Contributors netapp-madkat netapp-perveilerk

Before attaching StorageGRID as a FabricPool cloud tier, you must use the StorageGRID Grid Manager to configure at least one load balancer endpoint.

What is load balancing?

When data is tiered from FabricPool to a StorageGRID system, StorageGRID uses a load balancer to manage the ingest and retrieval workload. Load balancing maximizes speed and connection capacity by distributing the FabricPool workload across multiple Storage Nodes.

The StorageGRID Load Balancer service is installed on all Admin Nodes and all Gateway Nodes and provides Layer 7 load balancing. It performs Transport Layer Security (TLS) termination of client requests, inspects the requests, and establishes new secure connections to the Storage Nodes.

The Load Balancer service on each node operates independently when forwarding client traffic to the Storage Nodes. Through a weighting process, the Load Balancer service routes more requests to Storage Nodes with higher CPU availability.

Although the StorageGRID Load Balancer service is the recommended load balancing mechanism, you might want to integrate a third-party load balancer instead. For information, contact your NetApp account representative or refer to TR-4626: StorageGRID third-party and global load balancers.

Note The separate Connection Load Balancer (CLB) service on Gateway Nodes is deprecated and no longer recommended for use with FabricPool.

Best practices for StorageGRID load balancing

As a general best practice, each site in your StorageGRID system should include two or more nodes with the Load Balancer service. For example, a site might include two Gateway Nodes or both an Admin Node and a Gateway Node. Make sure that there is adequate networking, hardware, or virtualization infrastructure for each load-balancing node, whether you are using SG100 or SG1000 services appliances, bare metal nodes, or virtual machine (VM) based nodes.

You must configure a StorageGRID load balancer endpoint to define the port that Gateway Nodes and Admin Nodes will use for incoming and outgoing FabricPool requests.

Best practices for the load balancer endpoint certificate

When creating a load balancer endpoint for use with FabricPool, you should use HTTPS as the protocol. Communicating with StorageGRID without TLS encryption is supported but not recommended

You can then either upload a certificate that is signed by either a publicly trusted or a private certificate authority (CA), or you can generate a self-signed certificate. The certificate allows ONTAP to authenticate with StorageGRID.
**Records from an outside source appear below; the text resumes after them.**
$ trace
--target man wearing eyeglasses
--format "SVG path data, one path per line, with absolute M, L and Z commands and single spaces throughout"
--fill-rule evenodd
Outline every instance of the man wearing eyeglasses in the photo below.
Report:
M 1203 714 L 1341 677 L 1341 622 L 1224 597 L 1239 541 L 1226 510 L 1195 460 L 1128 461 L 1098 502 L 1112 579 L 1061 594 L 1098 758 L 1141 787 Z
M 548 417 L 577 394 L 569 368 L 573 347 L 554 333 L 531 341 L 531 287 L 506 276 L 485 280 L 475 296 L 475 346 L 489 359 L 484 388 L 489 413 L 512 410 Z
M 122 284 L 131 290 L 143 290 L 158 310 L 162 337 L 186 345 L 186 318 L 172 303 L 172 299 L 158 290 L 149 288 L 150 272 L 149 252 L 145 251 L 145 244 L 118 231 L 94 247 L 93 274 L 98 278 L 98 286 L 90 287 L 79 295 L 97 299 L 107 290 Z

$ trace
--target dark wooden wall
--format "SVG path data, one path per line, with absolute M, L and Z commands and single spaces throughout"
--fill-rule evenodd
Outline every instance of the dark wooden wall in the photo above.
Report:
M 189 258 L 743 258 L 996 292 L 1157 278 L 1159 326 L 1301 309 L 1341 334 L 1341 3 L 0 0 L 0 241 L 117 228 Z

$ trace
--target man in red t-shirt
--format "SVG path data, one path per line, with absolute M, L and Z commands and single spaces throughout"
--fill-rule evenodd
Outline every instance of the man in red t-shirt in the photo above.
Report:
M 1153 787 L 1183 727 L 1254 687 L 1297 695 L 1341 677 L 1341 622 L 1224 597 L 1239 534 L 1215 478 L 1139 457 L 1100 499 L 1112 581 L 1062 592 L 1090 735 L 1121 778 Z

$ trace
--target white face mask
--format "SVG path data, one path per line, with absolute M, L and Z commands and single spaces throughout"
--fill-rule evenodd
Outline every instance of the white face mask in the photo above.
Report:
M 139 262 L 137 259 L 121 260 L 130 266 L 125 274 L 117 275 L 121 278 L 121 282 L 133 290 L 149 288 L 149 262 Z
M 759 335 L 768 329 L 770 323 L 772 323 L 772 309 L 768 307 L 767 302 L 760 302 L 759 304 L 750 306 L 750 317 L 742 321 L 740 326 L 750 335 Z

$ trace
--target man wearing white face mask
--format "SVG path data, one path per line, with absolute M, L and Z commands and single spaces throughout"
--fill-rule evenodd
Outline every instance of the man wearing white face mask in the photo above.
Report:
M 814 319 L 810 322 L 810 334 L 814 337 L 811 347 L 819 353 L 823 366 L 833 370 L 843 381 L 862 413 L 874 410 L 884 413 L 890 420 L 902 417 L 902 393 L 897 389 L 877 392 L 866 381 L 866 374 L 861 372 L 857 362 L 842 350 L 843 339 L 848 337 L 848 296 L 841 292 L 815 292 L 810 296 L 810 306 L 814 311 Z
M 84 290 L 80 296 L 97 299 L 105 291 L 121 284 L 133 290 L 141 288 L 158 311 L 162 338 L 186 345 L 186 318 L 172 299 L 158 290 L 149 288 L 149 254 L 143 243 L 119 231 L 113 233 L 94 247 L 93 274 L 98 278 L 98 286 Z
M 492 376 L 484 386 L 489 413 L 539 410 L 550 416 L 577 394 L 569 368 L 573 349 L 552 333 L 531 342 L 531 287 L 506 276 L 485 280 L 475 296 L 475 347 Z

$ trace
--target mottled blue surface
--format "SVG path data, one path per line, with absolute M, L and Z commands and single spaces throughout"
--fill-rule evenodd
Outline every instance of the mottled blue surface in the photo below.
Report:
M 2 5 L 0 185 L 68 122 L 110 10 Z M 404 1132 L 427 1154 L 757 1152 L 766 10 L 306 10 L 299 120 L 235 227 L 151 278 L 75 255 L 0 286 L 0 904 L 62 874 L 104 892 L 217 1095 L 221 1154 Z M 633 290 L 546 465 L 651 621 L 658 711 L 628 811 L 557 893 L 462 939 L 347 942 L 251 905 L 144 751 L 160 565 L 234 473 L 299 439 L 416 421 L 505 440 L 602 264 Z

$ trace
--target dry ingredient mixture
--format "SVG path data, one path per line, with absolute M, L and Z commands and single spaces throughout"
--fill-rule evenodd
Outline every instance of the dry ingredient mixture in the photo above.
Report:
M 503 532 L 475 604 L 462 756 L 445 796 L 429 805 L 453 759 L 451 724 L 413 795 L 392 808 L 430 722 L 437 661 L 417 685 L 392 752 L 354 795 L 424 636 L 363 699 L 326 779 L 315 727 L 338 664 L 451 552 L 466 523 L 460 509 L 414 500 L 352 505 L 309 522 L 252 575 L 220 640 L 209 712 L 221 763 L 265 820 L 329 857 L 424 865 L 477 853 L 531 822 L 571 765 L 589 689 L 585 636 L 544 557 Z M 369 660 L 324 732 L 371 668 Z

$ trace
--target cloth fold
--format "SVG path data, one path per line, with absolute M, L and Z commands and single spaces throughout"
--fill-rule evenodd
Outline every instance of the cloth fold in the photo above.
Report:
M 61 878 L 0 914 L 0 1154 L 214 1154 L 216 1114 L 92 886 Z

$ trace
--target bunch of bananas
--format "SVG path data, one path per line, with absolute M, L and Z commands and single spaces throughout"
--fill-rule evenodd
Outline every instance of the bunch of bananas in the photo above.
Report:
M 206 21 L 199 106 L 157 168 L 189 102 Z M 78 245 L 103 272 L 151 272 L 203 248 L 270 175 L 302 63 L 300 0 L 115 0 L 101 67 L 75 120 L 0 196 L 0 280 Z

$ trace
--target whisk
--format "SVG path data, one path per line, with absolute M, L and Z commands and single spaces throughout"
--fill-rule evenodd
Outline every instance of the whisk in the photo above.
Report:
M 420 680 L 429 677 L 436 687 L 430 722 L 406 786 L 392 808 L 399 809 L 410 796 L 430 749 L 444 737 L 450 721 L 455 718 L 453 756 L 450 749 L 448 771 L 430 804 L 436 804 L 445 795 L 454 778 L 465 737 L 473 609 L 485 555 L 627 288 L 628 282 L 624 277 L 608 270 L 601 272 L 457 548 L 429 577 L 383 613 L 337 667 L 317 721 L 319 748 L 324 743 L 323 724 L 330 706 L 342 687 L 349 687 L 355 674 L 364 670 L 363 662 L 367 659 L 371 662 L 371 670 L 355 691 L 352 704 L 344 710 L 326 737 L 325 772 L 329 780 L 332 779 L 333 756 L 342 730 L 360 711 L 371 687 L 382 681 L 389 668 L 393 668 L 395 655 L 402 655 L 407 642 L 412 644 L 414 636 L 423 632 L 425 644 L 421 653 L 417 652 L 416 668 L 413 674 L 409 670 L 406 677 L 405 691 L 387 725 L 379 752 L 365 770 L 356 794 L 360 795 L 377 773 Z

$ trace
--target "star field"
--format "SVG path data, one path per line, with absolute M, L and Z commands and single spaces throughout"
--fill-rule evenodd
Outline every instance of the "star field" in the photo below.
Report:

As a best practice, you should use a CA server certificate to secure the connection. Certificates signed by a CA can be rotated nondisruptively.

When requesting a CA certificate for use with the load balancer endpoint, ensure that the domain name on the certificate matches the server name you enter in ONTAP for that load balancer endpoint. If possible, use a wildcard (*) to allow for virtual-host-style URLs. For example:

*.s3.storagegrid.company.com

When you add StorageGRID as a FabricPool cloud tier, you must install the same certificate to the ONTAP cluster, as well as the root and any subordinate certificate authority (CA) certificates.

Note StorageGRID uses server certificates for a number of purposes. If you are connecting to the Load Balancer service, you can optionally use the S3 and Swift API certificate.